Primings of soil organic matter and denitrification mediate the effects of moisture on nitrous oxide production

Abstract

Nitrogen-fertilized agricultural soils are major emitters of the potent greenhouse gas nitrous oxide (N2O). Although soil moisture is known to drive N2O production, the influence of moisture on the priming effects of labile N additions, which alter the N2O production from native soil organic matter (SOM), remains understudied. We investigated how moisture impacts N2O primings, nitrification kinetics, and allocation of N2O sources between nitrification and denitrification.

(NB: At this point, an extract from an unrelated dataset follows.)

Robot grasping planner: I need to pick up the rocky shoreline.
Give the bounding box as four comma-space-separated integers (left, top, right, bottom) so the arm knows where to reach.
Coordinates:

We evaluated urea additions at five water-filled pore spaces (WFPS): 31, 41, 53, 65, and 78%. Based on δ15N–N2O site preference (SP), the denitrification source (encompassing bacterial- and nitrifier-denitrification) amply dominated across all moistures. At moistures >60% WFPS, SP exhibited a narrow range of 1.2–1.6‰, whereas at 31% WFPS, SP rose to 9.4‰ (P < 0.001). These SPs translated into denitrification sourcing consistently four-fifth of the N2O production in the wettest soils. With drier soils, denitrification gradually decreased, but it still produced three-fifth of the N2O even at the driest soil (31% WFPS). Based on time courses of ammonium and nitrate concentrations, first-order kinetics (k1) modelling showed much slower nitrification rates at 31% WFPS (0.1 day−1) than the peak nitrification witnessed consistently at both 65 and 78% WFPSs (1.0 day−1). By using isotopically-labelled urea, we further allocated N2O production into SOM-N and urea-N sources. In soils receiving urea, SOM-N contribution to N2O production changed from being 77% in the driest soils to 46% in the wettest soil. Along this aeration-to-moisture gradient, net N2O priming steadily switched from being negative (−20%) in the driest soils to become positive (+14%) at the wettest soil, and this shifting trajectory intercepted the neutral 0% priming at 60% WFPS. Results indicate that pulse N2O emissions commonly reported in recently N-fertilized fields are triggered by soil moisture surpassing this threshold, which collectively accelerates positive primings of SOM and denitrification.